- Capital: Kiel
- • 1925–1945: Hinrich Lohse
- • Establishment: 26 February 1925
- • Disestablishment: 8 May 1945
| Preceded by | Succeeded by |
| / Province of Schleswig-Holstein; / Free City of Lübeck; / Free State of Oldenburg | Schleswig-Holstein / |
- Today part of: Germany

= Gau Schleswig-Holstein =

The Gau Schleswig-Holstein was formed on 26 February 1925. It was an administrative division of Nazi Germany from 1933 to 1945 in the Prussian Province of Schleswig-Holstein, parts of the Free State of Oldenburg and, from 1 April 1937, the Free City of Lübeck. Before that, from 1925 to 1933, it was the regional subdivision of the Nazi Party in that area.

==History==
The Nazi Gau (plural Gaue) system was originally established in a party conference on 22 May 1926, in order to improve administration of the party structure. From 1933 onwards, after the Nazi seizure of power, the Gaue increasingly replaced the German states as administrative subdivisions in Germany.

At the head of each Gau stood a Gauleiter, a position which became increasingly more powerful, especially after the outbreak of the Second World War, with little interference from above. Local Gauleiters often held government positions as well as party ones and were in charge of, among other things, propaganda and surveillance and, from September 1944 onward, the Volkssturm and the defense of the Gau.
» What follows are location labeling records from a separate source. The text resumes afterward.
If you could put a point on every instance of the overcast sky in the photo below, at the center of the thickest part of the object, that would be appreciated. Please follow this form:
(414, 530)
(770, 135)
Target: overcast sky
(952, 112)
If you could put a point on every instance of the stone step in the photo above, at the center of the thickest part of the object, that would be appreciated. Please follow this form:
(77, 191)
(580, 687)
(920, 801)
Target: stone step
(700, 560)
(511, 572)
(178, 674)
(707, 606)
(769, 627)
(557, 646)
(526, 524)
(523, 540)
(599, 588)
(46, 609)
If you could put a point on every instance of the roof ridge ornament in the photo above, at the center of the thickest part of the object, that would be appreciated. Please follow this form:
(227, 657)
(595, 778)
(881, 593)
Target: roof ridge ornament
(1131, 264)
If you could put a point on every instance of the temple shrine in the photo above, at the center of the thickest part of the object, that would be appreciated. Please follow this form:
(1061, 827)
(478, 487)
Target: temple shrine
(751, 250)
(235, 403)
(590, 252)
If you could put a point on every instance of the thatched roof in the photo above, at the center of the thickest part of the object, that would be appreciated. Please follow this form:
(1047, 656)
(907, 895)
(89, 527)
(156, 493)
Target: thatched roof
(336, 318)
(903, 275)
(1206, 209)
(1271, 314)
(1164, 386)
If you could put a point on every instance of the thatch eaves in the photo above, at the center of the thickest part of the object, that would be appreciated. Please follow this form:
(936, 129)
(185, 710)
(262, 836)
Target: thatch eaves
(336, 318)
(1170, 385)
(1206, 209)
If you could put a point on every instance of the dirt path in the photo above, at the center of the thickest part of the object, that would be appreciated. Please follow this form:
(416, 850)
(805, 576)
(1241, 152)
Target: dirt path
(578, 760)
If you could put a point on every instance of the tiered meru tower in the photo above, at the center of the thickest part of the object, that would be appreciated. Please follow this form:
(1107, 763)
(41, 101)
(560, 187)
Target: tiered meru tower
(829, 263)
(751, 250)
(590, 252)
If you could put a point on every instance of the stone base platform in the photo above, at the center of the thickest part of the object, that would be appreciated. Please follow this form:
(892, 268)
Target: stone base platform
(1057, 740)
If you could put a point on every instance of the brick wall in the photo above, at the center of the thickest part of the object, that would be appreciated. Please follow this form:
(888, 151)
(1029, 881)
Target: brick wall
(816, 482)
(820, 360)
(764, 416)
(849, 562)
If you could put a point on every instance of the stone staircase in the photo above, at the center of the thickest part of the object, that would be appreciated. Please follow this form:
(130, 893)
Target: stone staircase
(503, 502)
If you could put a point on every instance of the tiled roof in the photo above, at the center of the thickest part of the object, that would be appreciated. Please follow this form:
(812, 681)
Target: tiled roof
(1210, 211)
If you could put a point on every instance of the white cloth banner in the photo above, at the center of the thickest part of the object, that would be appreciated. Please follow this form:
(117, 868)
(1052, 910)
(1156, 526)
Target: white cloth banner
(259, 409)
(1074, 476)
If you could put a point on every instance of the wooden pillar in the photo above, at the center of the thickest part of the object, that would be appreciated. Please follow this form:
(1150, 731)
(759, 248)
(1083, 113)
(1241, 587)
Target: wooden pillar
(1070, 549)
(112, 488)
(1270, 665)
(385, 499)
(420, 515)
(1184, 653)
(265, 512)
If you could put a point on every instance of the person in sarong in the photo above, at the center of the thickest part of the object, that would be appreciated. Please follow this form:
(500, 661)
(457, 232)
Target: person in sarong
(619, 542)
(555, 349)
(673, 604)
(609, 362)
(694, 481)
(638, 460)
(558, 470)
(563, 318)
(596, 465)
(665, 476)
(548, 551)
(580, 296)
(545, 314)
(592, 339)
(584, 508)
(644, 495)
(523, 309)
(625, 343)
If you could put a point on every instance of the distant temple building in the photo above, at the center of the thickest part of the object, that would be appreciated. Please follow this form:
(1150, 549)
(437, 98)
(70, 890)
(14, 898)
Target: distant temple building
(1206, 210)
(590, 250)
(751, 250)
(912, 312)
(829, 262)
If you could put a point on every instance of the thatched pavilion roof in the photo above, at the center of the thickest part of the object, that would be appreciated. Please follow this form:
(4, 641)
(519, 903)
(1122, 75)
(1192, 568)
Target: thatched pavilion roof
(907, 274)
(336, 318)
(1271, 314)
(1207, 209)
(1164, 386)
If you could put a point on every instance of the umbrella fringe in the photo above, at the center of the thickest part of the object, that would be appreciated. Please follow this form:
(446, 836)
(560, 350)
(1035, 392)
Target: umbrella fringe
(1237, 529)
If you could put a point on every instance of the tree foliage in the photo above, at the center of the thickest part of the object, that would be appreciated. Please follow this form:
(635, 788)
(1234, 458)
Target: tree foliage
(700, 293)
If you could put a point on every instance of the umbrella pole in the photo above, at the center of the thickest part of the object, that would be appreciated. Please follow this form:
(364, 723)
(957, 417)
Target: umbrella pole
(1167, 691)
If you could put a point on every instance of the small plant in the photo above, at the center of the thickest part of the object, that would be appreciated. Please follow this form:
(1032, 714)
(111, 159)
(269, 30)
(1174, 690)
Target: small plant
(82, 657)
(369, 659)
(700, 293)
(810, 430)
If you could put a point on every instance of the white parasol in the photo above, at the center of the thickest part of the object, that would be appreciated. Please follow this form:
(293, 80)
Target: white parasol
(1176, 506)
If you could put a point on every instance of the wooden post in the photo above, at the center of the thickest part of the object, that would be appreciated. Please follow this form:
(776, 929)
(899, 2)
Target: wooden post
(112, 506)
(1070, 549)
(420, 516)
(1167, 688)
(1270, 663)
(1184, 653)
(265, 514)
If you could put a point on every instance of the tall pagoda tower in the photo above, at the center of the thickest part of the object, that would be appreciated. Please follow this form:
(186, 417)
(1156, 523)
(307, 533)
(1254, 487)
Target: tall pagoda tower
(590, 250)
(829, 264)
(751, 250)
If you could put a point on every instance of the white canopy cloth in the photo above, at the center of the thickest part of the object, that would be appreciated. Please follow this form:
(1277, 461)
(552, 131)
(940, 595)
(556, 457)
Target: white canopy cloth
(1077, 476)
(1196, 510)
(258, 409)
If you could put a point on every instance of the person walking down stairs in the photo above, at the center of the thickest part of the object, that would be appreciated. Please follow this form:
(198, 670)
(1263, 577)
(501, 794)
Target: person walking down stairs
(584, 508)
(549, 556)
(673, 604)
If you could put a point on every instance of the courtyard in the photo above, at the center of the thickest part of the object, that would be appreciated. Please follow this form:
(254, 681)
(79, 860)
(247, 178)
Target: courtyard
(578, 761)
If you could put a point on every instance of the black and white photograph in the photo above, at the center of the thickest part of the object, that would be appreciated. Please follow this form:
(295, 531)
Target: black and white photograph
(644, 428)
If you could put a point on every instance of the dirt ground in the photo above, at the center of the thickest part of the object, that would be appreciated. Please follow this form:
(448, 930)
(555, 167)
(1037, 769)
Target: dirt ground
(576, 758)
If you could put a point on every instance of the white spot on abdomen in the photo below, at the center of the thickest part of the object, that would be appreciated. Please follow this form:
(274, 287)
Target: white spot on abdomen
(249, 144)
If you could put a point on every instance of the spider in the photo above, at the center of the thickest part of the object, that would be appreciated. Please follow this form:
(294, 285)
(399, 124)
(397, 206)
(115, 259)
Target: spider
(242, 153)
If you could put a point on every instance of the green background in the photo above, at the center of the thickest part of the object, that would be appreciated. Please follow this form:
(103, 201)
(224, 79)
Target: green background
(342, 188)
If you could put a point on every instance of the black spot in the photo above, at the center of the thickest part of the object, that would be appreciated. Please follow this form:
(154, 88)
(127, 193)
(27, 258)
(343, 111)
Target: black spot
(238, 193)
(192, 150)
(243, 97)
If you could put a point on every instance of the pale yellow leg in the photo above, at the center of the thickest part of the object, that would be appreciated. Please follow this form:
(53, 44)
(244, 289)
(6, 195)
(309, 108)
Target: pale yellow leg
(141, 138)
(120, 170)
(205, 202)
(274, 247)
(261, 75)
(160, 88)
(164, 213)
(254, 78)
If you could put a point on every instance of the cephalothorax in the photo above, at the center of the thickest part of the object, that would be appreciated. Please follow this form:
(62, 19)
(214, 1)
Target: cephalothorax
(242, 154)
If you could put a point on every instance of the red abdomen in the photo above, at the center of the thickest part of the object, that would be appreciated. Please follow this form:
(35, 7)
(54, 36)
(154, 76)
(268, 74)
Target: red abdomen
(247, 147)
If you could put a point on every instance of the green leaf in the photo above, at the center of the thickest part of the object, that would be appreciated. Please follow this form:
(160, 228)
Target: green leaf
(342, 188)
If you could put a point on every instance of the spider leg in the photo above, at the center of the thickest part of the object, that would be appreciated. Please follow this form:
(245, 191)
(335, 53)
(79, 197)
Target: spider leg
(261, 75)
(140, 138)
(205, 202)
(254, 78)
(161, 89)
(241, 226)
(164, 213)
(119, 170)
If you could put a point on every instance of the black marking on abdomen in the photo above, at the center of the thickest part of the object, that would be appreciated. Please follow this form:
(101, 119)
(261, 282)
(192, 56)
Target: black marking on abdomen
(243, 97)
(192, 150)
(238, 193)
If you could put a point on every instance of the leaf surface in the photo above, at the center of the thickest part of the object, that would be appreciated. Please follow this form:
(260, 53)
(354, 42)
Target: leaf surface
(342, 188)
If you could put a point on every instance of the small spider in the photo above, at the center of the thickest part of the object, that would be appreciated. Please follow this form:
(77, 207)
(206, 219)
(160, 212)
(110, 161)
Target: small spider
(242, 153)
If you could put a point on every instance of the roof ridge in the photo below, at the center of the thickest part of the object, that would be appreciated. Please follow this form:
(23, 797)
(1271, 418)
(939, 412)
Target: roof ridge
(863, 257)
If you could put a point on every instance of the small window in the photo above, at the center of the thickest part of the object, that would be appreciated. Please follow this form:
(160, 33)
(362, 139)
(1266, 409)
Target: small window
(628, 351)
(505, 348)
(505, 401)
The position of Gauleiter in Schleswig-Holstein was held by Hinrich Lohse from its establishment on 26 February 1925 throughout the history of the Gau, with the exception of a six-month period in 1932 when the office was held by Joachim Meyer-Quade. From 1941 onward Lohse was simultaneously in charge of the Reichskommissariat Ostland where he was responsible for the implementation of Nazi Germanization policies built on the foundations of the Generalplan Ost: the killing of almost all Jews, Romani people and Communists and the oppression of the local population were its necessary corollaries. He was sentenced to ten years in prison in 1948 but released in 1951, an extradition request by the Soviet Union having been refused, and died in 1964.